In the end, the source material has triumphed. Even with a marketing campaign that’s been shoving them down everyone’s throat for six months or so, the Watchmen characters seem to have taken on an iconic status in the pop culture. The movie hasn’t even OPENED yet, and every still is already parodied and given multiple meanings. Most movie watchers think the “general public” won’t “get” WATCHMEN, and that’s probably true, but I’m not even sure it’s necessary anymore, given the way the Nerdocracy controls electronic literacy. The book will remain beloved. I think we’ll be seeing naked blue guys and guys in Rorschach masks walking around and being parodied for a long time. And, while I understand those who dismiss the film, it’s as far from a brainless “comic book action” picture as it could possibly be — from the way the story is structured to the way it plays out. In the end, I think that will prove to be a good thing.

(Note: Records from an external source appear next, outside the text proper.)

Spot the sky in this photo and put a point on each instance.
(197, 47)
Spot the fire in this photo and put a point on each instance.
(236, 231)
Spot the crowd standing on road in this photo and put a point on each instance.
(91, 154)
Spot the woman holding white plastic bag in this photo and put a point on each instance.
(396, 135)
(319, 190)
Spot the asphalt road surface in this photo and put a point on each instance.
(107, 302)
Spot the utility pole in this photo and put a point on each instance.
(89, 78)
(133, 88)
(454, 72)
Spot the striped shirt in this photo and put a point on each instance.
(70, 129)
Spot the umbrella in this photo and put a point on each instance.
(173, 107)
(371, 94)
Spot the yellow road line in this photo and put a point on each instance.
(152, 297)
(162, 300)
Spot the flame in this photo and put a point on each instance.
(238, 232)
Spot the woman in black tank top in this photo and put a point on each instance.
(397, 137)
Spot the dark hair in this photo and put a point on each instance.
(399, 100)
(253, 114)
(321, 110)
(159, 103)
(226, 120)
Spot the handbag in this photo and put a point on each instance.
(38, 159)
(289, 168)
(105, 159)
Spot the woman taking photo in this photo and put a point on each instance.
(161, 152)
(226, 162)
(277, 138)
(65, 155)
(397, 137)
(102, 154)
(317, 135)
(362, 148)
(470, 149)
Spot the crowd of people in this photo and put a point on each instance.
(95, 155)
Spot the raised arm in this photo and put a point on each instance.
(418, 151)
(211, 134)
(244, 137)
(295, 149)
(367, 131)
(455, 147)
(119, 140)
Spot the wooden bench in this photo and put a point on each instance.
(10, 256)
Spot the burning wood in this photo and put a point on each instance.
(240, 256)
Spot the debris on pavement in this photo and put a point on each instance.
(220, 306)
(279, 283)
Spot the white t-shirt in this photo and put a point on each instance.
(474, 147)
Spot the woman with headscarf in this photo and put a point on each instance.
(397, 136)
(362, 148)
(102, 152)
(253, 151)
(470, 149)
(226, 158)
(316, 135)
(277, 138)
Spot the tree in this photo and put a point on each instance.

A few final notes and links: I had no idea that Snyder is a tattooed freak, as W Magazine revealed. And, this will probably be our final go-round with the guy — after 300 and WATCHMEN, it’s time to move away from the spinner rack. As he told Suicide Girls, “Someone was like, ‘What comic book movie are you going to do next?’ I’m like yeah, I don’t think I’m doing another comic book. What am I going to do, Archie and Jughead? What’s the follow up?'”
In Northhampton, the bearded man laughs, as he always does.